(The following is a post by Regina Frackowiak, Reference Specialist, European Division.)
The Renaissance of the late 15th and early 16th centuries in Western Europe produced one of the greatest inventions in communication - movable-type printing, which marked the beginning of the era of “mass culture,” because it made possible the rapid dissemination of new ideas to a great number of people. The history of printing began with the appearance of the famous Bible, printed in Mainz, 1454-55, by Johann Gutenberg. After that date, printing presses spread rapidly to other European cities such as Venice and Padua, in what is now Italy.
This year, 2017, marks the 500th anniversary of Belarusian book printing, thanks to a young Belarusian scholar, Frantsysk Skaryna, who studied at the University of Padua, and became the first known printer to produce a translation of the Bible in the Belarusian vernacular.
Skaryna, a noted humanist, physician, and translator, was born in the city of Polatsk, in what is now Belarus. He was probably born sometime between 1485 and 1490, and died between 1540 and 1551, no one is quite sure. Numerous variant spellings of Skaryna’s name and place of birth may be found, e.g., his first name has been variously spelled as Francis, Francysk, Francisak, or Frantsysk, and the name of the city as Polotsk, Polack, or Polatsk. We do know that between 1504 and 1506 Skaryna attended the Jagiellonian University in Kraków, Poland, where he received the degree of Bachelor of Arts, and in 1512 he obtained the degree of Doctor of Medicine at the University of Padua.

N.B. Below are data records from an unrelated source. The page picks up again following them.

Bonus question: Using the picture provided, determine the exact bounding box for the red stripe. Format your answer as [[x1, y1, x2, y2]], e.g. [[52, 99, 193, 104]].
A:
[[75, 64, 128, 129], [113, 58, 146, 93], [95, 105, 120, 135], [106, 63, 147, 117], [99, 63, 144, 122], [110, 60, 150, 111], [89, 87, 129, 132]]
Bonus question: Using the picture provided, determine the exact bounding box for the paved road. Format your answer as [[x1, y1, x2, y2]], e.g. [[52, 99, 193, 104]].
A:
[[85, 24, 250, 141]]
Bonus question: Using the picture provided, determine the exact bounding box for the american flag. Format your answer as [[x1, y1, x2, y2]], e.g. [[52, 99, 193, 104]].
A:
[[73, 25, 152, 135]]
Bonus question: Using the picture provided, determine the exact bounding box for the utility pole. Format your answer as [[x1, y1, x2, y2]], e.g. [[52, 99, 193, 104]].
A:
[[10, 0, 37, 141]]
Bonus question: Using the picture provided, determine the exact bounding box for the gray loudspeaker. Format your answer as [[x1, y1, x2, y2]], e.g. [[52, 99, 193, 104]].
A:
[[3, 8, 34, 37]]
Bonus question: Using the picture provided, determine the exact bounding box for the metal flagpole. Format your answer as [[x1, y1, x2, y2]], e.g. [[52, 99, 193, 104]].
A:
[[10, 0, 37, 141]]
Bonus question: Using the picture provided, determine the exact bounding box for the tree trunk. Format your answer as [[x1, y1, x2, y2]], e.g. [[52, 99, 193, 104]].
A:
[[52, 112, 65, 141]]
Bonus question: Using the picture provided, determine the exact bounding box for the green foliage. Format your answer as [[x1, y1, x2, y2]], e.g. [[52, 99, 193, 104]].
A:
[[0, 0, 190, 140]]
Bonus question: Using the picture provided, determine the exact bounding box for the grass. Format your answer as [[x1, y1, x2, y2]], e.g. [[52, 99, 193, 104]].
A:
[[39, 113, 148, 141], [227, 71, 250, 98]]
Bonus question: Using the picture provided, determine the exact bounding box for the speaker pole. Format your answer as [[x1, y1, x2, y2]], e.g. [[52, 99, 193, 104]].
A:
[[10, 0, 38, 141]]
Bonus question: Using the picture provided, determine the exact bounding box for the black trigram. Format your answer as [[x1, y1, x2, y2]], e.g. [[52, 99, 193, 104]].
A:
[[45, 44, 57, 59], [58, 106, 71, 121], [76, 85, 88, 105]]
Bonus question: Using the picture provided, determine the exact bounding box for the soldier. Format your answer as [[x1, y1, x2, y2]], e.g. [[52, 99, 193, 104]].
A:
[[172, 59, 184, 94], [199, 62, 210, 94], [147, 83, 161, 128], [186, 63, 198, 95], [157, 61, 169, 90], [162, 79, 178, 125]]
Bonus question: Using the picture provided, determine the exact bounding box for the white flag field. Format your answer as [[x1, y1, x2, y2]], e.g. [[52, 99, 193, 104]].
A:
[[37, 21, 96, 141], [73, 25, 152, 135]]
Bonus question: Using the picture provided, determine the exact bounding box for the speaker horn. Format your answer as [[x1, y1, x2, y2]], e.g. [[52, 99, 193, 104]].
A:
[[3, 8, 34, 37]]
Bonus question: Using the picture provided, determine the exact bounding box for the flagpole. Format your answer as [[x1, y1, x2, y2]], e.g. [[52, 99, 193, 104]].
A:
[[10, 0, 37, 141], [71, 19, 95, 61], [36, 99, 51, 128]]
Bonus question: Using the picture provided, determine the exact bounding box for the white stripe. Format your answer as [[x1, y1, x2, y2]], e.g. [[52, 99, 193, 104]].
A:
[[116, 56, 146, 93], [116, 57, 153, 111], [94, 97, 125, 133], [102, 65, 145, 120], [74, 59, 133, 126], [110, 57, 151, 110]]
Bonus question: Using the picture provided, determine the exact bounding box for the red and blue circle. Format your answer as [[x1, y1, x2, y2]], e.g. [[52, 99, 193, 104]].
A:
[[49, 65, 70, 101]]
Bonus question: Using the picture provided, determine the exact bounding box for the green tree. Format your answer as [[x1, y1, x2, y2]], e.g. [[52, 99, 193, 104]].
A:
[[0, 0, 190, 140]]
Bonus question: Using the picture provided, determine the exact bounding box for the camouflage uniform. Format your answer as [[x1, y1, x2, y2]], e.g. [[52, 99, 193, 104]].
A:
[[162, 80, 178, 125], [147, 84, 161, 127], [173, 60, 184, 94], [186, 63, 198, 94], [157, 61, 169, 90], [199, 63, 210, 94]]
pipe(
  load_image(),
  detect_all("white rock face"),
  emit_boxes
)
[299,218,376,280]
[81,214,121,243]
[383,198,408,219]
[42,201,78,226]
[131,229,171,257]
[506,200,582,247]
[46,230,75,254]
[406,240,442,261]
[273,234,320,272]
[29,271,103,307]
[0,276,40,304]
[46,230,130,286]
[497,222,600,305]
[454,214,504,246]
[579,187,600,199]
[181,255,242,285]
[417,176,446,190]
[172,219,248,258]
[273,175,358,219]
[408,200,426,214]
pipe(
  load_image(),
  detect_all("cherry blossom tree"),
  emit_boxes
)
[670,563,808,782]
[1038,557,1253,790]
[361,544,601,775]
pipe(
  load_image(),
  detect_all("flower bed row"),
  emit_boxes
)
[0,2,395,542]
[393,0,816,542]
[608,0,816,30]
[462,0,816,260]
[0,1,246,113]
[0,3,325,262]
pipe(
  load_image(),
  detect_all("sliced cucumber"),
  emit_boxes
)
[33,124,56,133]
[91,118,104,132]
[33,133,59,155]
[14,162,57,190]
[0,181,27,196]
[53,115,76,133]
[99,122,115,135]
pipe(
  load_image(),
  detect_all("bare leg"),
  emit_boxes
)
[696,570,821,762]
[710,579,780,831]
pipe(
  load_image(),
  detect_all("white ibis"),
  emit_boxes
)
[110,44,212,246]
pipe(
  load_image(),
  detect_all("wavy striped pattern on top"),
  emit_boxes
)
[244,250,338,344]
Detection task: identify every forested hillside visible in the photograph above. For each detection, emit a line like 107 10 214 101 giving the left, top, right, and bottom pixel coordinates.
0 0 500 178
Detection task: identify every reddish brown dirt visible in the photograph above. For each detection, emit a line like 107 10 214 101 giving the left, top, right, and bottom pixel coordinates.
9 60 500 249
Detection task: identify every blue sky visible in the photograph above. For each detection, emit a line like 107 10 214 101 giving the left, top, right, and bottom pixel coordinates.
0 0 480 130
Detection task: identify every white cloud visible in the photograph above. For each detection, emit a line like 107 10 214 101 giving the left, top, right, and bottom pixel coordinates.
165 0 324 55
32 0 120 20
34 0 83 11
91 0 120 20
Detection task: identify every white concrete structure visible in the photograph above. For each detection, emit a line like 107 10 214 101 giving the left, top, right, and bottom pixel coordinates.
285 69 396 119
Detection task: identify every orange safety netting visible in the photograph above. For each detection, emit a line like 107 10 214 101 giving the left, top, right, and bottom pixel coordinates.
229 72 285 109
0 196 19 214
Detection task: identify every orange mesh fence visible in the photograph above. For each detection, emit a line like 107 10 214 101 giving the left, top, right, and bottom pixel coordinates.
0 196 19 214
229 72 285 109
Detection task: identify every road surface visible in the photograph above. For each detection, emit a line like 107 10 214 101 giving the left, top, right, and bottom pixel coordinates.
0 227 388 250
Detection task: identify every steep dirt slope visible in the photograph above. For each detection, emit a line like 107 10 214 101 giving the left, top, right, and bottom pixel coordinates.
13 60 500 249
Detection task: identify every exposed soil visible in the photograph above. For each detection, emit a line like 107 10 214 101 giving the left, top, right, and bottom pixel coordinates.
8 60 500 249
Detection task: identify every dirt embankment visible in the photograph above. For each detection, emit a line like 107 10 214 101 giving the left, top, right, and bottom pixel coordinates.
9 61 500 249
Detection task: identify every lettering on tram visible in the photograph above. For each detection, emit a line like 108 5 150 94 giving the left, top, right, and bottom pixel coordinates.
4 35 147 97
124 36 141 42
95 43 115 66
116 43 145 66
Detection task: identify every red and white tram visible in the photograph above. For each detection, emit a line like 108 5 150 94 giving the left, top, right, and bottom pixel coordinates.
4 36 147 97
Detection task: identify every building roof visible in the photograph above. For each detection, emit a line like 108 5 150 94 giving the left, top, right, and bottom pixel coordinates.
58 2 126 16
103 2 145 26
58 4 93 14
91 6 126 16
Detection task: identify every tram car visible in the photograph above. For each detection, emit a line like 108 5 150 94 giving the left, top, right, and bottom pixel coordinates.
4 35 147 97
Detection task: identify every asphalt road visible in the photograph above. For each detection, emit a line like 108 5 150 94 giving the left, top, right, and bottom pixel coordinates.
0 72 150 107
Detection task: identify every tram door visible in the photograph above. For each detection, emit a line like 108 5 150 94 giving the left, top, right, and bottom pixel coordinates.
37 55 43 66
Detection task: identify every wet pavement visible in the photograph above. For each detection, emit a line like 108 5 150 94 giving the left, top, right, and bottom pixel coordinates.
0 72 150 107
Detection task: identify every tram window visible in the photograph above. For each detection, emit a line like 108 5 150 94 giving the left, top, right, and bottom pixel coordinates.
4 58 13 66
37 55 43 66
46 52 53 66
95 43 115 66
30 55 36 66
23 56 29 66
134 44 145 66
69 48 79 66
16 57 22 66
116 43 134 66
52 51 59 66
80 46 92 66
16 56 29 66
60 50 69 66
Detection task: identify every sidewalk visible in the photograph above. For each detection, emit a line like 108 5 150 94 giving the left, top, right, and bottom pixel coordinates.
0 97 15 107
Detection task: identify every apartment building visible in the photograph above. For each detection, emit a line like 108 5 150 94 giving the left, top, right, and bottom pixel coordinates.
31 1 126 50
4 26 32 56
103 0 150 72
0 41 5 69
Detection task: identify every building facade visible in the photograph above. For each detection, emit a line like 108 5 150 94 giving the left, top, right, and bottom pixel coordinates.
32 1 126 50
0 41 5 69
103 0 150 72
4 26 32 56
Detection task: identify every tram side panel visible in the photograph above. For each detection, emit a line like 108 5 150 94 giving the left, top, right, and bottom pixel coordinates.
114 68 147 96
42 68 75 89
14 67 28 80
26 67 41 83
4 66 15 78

Skaryna published his first book in Prague, in August 1517, the “Psalter,” in Old Belarusian, the medieval form of the Belarusian language. It was followed by 23 other books of the Old Testament under the common name “Bivliia Ruska” (the full title in translation is “The Ruthenian Bible translated by Doctor Frantsysk Skaryna of the famous city of Polatsk, to the glory of God and the enlightenment of the common people”). Each of the 23 biblical books bears a separate title, and together consist of 1,200 pages, with text in the Belarusian language, except for the Psalms. Because they were liturgical songs, the Psalms were printed in Church Slavic, the official language of all the Slavic Orthodox churches, but with Belarusian glosses in the margins. The works also contain 49 exceptional woodcuts.
In 1522, Skaryna moved to Vilna (Vilnius) in what was then the Polish-Lithuanian Commonwealth, and opened a printing press. There he produced the most remarkable prayer book for laymen, entitled “Malaia podorozhnaia knizhka,” (Traveller’s little companion book), containing 436 pages and 5 woodcuts, in Church Slavic with contemporary Belarusian influences. Also in Vilna, in 1525, he printed the book “Apostol: Deianiia i Poslaniia Apostolskiia” (full title in translation: “The book of Acts and Epistles of the Apostles, called Apostol, edited with God’s help by Doctor Frantsysk Skaryna of Polatsk”). This book, too, was printed in Church Slavic, although with contemporary Belarusian influences.
Skaryna stated his mission in the preface to the “Psalter”: “Seeing the great usefulness of such a small book, I, Frantsysk, son of Skaryna from Polatsk, decided to print the ‘Psalter’…first of all for the glory and praise of God, one in Trinity, and His Immaculate Mother Mary, as well as all the angels and saints of God, and for the common good, especially because merciful God caused me to be born in this world from among these people.”
Skaryna’s editions are remarkable for their elegance, and may be considered masterpieces of early printing art. The products of his printing shops were comparable to those of Western Europe. The small books he printed in Vilna are called “Slavic Elseviers,” after the name of the famous Elsevier printings in Leyden and Amsterdam. Some scholars have also referred to Skaryna as the “Martin Luther of Belarus.”
All Belarussians know about and admire Skaryna. Streets and several cultural organizations are named after him, and monuments to Skaryna are found in various locations in Belarus, including the most significant one near the magnificent building of the National Library of Belarus in Minsk. There is also the Francis Skaryna Belarusian Library and Museum in London.
The Library of Congress has hosted two presentations about Skaryna. The first took place in May 1988, when Harvard scholar Hugh Olmsted discussed the likelihood that the 16th-century monk and scholar Maximus the Greek, who was active in Russia translating and writing religious texts, based his version of ‘David and Goliath’ on text from Skaryna’s Bible. The second event at the Library of Congress was in August 2016, when Professor Raman Matulski, Director of the National Library of Belarus, gave a lecture on Skaryna’s remarkable life and accomplishments. Professor Matulski also presented the Library of Congress with an 11-volume facsimile edition of the works of Skaryna, comprising the first printing in Belarusian of the first books of the Bible. The remaining volumes are in preparation and will be donated at a later time.